Non è così immediato, effettivamente, cogliere l’aspetto umanitario di questo incarico, a meno che non basti – come sembra sempre più bastare a un’opinione pubblica della quale si sta cercando di uccidere lo spirito critico oltre che i sentimenti di giustizia e solidarietà – scrivere qua e là parole come “dignità” e “diritti” per convincerci tutti che l’Oim agisce principalmente a favore dei migranti e dei loro desideri.
Purtoppo, la sua partecipazione a queste pratiche di controllo e gestione della mobilità migrante, i cui effetti collaterali sono le violenze subite da milioni di persone nel mondo, fornisce certamente un utile pretesto a tutti i paesi coinvolti, per affermare, di fronte a qualche scrupolo di coscienza dei propri cittadini, che in fondo possono stare tranquilli: la dignità e i diritti di tutti verranno rispettati, c’è di mezzo un organizzazione che ha questo nel suo mandato!

Anche rispetto alla più pubblicizzata delle attività dell’Oim, quella che riguarda i “rimpatri volontari assistiti”, ci si potrebbe chiedere legittimamente, come molti si sono legittimamente chiesti, cosa ci sia di volontario nel decidere di abbandonare un paese in cui si sono subite soltanto detenzioni e torture e nel quale non è in alcun modo possibile vivere dignitosamente. Il numero dei rimpatri effettivamente eseguiti, comunque, non è molto alto se rapportato a quello di tutte le persone clandestinizzate dalle leggi sull’immigrazione dei paesi europei e dei paesi di transito.
Un pò come avviene con i Cie, insomma, si potrebbe rintracciare, in queste operazioni, una funzione simbolica non dichiarata in qualche modo più rilevante di quella dichiarata e, allo stesso tempo, si potrebbe paragonare il ruolo dell’Oim a quello degli enti gestori delle galere etniche sparse in tutta Europa: “finché ci sono, indipendentemente dal fatto che ci piacciano o meno, che siano efficaci o meno rispetto agli scopi che dichiarano di perseguire, meglio gestirle al meglio”: così hanno sempre risposto. Vale per le detenzioni come per le deportazioni.

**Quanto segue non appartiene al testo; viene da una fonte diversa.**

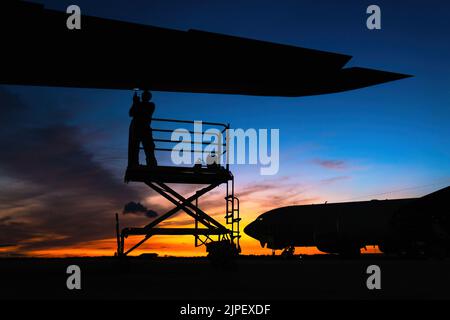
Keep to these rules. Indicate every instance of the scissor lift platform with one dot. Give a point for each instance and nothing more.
(184, 175)
(158, 178)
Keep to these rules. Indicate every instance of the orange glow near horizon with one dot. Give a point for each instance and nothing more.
(177, 246)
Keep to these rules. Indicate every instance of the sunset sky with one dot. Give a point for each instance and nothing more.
(63, 151)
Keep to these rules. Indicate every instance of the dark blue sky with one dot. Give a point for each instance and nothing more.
(388, 137)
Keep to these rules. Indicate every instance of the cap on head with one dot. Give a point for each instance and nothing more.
(146, 95)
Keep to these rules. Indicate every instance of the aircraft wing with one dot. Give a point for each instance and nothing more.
(38, 49)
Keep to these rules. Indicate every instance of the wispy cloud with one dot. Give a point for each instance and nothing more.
(62, 196)
(331, 164)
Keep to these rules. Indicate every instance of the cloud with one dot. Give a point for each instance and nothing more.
(332, 180)
(138, 208)
(62, 196)
(331, 164)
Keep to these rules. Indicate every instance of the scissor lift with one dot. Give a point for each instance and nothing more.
(206, 228)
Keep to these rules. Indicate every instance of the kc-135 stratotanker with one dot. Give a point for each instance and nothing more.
(404, 227)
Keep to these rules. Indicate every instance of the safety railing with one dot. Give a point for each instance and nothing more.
(221, 132)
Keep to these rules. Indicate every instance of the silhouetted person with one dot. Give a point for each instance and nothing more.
(212, 160)
(140, 130)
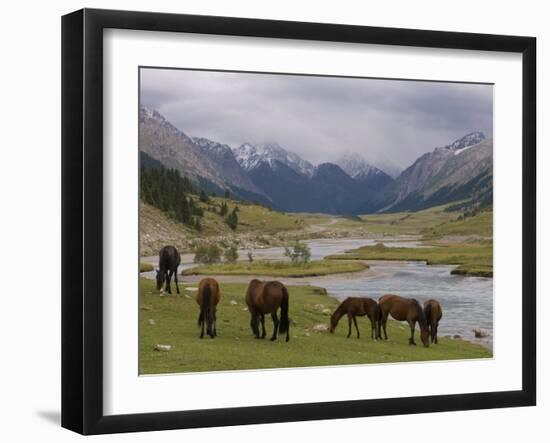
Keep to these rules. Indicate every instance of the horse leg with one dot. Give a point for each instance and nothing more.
(254, 325)
(384, 321)
(275, 325)
(168, 278)
(214, 324)
(411, 325)
(201, 321)
(356, 327)
(176, 281)
(262, 319)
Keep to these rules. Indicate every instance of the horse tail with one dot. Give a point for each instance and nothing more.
(377, 319)
(420, 316)
(206, 297)
(283, 325)
(428, 313)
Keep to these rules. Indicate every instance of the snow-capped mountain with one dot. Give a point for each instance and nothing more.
(449, 173)
(209, 164)
(364, 173)
(471, 139)
(250, 157)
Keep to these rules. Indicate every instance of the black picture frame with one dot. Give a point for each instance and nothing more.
(82, 218)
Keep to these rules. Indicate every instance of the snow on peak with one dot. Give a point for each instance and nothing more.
(356, 166)
(211, 146)
(250, 157)
(471, 139)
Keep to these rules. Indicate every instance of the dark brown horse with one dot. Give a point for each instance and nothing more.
(208, 297)
(404, 309)
(169, 260)
(433, 313)
(353, 307)
(266, 298)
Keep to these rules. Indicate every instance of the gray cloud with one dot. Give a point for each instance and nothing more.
(319, 118)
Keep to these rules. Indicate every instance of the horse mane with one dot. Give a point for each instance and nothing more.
(428, 312)
(339, 312)
(421, 318)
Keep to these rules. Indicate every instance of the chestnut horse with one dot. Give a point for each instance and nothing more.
(208, 297)
(266, 298)
(404, 309)
(353, 307)
(169, 260)
(433, 313)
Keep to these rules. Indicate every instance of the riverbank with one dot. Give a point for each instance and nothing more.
(172, 320)
(279, 268)
(471, 258)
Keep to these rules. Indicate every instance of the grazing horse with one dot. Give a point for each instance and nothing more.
(208, 297)
(433, 313)
(353, 307)
(266, 298)
(169, 260)
(403, 309)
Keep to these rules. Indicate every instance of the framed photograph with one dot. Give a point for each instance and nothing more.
(269, 221)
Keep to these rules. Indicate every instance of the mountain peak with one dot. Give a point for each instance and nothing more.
(471, 139)
(250, 156)
(355, 165)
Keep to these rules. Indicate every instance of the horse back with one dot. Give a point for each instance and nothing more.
(169, 258)
(399, 307)
(435, 309)
(214, 288)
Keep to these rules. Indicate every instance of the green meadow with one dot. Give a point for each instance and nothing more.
(172, 320)
(278, 268)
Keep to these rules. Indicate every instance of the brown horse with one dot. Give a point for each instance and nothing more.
(353, 307)
(433, 313)
(403, 309)
(208, 297)
(266, 298)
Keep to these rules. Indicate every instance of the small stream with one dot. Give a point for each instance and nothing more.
(467, 301)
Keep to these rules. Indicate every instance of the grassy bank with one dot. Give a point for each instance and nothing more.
(472, 258)
(480, 225)
(172, 321)
(278, 269)
(145, 267)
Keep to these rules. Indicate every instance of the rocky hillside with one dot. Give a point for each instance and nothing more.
(278, 178)
(209, 164)
(458, 171)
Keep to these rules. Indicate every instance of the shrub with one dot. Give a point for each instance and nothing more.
(298, 253)
(232, 219)
(207, 254)
(231, 254)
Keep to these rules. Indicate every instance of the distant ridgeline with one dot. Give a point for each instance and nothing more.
(273, 176)
(168, 191)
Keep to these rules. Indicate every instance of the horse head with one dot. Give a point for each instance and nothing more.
(160, 279)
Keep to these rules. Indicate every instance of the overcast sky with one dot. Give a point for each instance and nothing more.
(320, 118)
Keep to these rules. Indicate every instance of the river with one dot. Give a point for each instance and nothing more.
(467, 301)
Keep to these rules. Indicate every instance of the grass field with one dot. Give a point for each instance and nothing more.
(145, 267)
(172, 320)
(407, 223)
(278, 269)
(480, 225)
(473, 258)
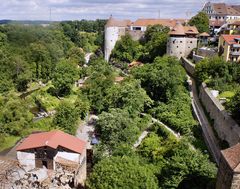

Si potrebbe ancora parlare del ruolo affidato all’OIm dal governo italiano circa la gestione dei ricongiungimenti familiari: eseguire test del dna a completo carico del richiedente; una prassi, peraltro, messa in atto prima che un testo di legge ne definisse la legittimità.

Alla luce di tutto questo, l’accusa mossa all’OIm dalla rete NOG8, quella di esser spettatore silenzioso delle violenze perpetrate sulla pelle dei migranti in LIbia e non solo in LIbia, sembra la più innocente oltre che la più immediatamente incontrovertibile.
Guardate il film-documentario “Come un uomo sulla terra”. Leggete i rapporti di Human Rights Watch e di Amnesty International sul trattamento di migranti e richiedenti asilo in Libia.
Davvero l’Oim, partner privilegiato del governo italiano e di quello libico nella gestione delle migrazioni, può non sapere nulla di tutto questo?

I manifestanti di Roma avranno pur sbagliato completamente obiettivo. Ma forse non basta la “campagna di sensibilizzazione” circa l’apporto positivo dei migranti alle nostre società, che l’Oim sta portando avanti e che ha sbandierato di fronte alla protesta per difendersi, a dimostrarlo.